Relations between workers and the union have been near boiling point for months, and workers who spoke to The Witness did so in confidence for fear of victimisation.

They said they are considering leaving Samwu and joining the Independent Municipal and Allied Trade Union (Imatu) instead because they are reluctant to pay fees to a union that does not represent their interests.

They said some shop stewards are concerned with furthering their own interests and trying to get high positions in the new municipal structure rather than dealing with workers’ problems.

“We’re still waiting for the elections of the new shop stewards because we are tired of shop stewards who use their positions to further their own agendas,” complained a member.

The Witness recently reported on divisions between Samwu members — those in favour of decisions taken by the provincial intervention team led by Johann Mettler and those who want to march against it.

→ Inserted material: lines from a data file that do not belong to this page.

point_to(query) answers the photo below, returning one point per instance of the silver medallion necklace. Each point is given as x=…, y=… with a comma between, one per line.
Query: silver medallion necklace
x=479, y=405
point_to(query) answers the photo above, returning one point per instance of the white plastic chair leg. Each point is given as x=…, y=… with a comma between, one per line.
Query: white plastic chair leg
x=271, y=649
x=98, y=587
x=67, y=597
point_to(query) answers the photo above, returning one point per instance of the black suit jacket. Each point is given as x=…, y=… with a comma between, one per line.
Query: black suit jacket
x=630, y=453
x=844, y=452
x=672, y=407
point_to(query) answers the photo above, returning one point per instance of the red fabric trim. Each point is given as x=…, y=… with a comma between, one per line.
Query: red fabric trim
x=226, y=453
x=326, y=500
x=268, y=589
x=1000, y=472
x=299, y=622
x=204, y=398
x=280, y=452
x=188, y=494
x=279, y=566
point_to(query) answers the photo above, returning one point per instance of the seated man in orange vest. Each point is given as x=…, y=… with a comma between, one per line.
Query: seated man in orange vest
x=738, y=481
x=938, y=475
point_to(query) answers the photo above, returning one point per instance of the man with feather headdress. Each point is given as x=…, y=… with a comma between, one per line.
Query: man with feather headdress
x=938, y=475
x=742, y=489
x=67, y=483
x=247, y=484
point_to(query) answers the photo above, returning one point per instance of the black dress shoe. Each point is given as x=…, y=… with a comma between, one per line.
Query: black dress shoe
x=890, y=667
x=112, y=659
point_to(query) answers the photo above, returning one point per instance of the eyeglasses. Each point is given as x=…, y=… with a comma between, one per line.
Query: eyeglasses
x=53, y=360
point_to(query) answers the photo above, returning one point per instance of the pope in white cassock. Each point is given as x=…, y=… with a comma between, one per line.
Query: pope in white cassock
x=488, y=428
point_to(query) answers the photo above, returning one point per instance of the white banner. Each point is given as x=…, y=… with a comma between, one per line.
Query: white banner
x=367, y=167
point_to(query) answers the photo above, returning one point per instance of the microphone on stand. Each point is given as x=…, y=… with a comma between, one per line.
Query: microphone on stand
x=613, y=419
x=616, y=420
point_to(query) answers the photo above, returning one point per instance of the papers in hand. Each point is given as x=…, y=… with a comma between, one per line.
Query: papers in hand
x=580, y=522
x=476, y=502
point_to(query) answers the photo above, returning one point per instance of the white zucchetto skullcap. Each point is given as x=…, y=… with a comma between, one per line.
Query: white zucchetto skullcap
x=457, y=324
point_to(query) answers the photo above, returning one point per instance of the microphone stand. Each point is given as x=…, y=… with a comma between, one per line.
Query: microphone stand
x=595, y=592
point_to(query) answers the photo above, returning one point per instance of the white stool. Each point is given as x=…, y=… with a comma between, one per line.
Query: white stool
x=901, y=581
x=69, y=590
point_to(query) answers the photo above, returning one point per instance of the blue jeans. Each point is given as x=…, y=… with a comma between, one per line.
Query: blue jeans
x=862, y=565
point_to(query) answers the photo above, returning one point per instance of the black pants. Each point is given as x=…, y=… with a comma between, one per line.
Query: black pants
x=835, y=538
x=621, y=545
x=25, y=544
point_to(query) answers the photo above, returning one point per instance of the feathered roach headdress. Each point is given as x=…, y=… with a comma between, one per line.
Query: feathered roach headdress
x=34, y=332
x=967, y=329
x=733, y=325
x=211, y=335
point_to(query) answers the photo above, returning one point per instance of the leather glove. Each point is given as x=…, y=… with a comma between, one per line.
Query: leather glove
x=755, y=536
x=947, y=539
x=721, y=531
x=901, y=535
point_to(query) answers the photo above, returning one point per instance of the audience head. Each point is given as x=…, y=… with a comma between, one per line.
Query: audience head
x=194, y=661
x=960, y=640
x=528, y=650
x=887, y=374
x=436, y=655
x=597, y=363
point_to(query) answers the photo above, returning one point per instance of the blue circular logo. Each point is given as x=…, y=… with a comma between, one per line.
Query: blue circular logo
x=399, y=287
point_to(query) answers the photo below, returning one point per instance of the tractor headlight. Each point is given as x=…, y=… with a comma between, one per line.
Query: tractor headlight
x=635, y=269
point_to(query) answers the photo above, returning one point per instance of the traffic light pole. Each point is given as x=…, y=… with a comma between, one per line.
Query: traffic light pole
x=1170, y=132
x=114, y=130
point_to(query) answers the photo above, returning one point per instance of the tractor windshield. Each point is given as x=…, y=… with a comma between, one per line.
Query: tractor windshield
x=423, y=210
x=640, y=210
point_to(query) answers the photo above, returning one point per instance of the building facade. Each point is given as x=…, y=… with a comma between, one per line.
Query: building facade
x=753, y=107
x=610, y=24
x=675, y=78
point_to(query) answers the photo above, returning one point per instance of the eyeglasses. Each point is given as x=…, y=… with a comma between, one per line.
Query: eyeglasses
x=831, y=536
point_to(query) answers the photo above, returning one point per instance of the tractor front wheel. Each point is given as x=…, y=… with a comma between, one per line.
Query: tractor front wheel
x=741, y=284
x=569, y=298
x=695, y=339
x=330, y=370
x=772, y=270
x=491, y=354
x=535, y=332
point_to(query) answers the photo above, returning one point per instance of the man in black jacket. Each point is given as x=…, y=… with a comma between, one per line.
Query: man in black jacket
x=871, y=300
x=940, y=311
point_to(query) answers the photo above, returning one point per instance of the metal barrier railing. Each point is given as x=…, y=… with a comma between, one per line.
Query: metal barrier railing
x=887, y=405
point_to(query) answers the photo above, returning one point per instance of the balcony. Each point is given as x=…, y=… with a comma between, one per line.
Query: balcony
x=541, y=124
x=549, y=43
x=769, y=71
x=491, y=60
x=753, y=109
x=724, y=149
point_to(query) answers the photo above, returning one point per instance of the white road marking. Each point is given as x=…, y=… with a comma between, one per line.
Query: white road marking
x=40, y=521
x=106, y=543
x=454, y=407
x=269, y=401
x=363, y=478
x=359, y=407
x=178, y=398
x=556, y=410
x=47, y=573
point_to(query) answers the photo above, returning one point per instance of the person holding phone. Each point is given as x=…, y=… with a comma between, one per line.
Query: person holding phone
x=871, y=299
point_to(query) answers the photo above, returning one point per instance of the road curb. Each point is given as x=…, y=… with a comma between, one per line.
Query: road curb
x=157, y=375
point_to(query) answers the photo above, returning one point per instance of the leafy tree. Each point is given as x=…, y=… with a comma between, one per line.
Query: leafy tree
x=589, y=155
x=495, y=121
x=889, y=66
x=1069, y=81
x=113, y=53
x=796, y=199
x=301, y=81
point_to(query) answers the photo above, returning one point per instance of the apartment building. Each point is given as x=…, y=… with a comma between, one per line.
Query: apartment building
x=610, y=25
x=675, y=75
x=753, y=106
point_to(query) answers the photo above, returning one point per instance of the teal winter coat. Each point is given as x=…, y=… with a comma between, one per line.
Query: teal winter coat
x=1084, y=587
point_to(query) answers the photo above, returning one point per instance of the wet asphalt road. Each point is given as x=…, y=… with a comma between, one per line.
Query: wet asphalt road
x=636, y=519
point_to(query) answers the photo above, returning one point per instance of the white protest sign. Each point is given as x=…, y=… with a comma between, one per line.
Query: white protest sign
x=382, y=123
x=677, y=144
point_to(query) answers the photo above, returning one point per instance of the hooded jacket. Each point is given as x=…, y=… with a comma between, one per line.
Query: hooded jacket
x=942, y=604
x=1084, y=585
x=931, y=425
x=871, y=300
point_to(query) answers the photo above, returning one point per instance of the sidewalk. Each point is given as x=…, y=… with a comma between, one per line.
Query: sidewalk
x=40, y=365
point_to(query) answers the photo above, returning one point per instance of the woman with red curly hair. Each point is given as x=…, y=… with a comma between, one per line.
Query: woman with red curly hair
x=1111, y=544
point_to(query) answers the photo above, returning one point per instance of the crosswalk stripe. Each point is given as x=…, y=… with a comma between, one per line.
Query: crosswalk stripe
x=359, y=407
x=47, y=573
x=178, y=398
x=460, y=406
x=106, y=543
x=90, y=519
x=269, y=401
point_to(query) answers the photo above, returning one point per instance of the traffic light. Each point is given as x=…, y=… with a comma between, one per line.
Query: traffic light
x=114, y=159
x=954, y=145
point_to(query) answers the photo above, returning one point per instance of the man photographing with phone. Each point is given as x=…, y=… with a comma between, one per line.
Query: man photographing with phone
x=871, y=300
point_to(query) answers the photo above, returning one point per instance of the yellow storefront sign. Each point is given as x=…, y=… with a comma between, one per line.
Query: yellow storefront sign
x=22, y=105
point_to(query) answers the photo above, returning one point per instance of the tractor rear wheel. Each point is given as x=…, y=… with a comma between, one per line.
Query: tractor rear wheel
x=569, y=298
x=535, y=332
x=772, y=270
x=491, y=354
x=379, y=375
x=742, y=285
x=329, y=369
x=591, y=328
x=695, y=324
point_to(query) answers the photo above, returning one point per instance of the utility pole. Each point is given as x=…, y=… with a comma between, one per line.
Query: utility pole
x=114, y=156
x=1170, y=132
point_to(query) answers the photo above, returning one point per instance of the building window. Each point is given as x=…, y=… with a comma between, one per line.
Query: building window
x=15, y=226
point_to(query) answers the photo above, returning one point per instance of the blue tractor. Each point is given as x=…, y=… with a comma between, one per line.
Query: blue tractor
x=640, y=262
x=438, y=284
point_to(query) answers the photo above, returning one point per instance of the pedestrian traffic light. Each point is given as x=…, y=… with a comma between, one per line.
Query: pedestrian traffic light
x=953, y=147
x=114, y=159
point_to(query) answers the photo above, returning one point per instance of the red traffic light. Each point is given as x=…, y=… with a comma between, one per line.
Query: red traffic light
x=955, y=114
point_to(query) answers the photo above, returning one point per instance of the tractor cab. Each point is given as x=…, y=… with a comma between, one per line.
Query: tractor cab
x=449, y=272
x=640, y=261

Samwu provincial chairperson John Dlamini admitted that after the municipality was put under administration, there were workers who were not satisfied with their union representatives, accusing them of colluding with the intervention team behind the scenes.

He said a general meeting was called and workers were addressed about their concerns and about the process that led to the suspension of 15 shop stewards in September.

He said the workers were told that the matter was being investigated and issues concerning them would be handled by the local organiser as well as the branch leadership.

Regarding the issue of the suspended shop stewards, Dlamini said: “We’re trying to be as democratic as possible because members complained about divisions coupled with other matters. These things are still under investigation so I can’t go into detail.”

Dlamini assured workers that the suspensions will be finalised in the coming weeks.

“Let them wait for investigations to be exhausted and then the process of electing office bearers will be no problem. They just have to wait two weeks,” he said.

Dlamini encouraged unhappy union members to either phone him or write a letter so that their concerns can be dealt with.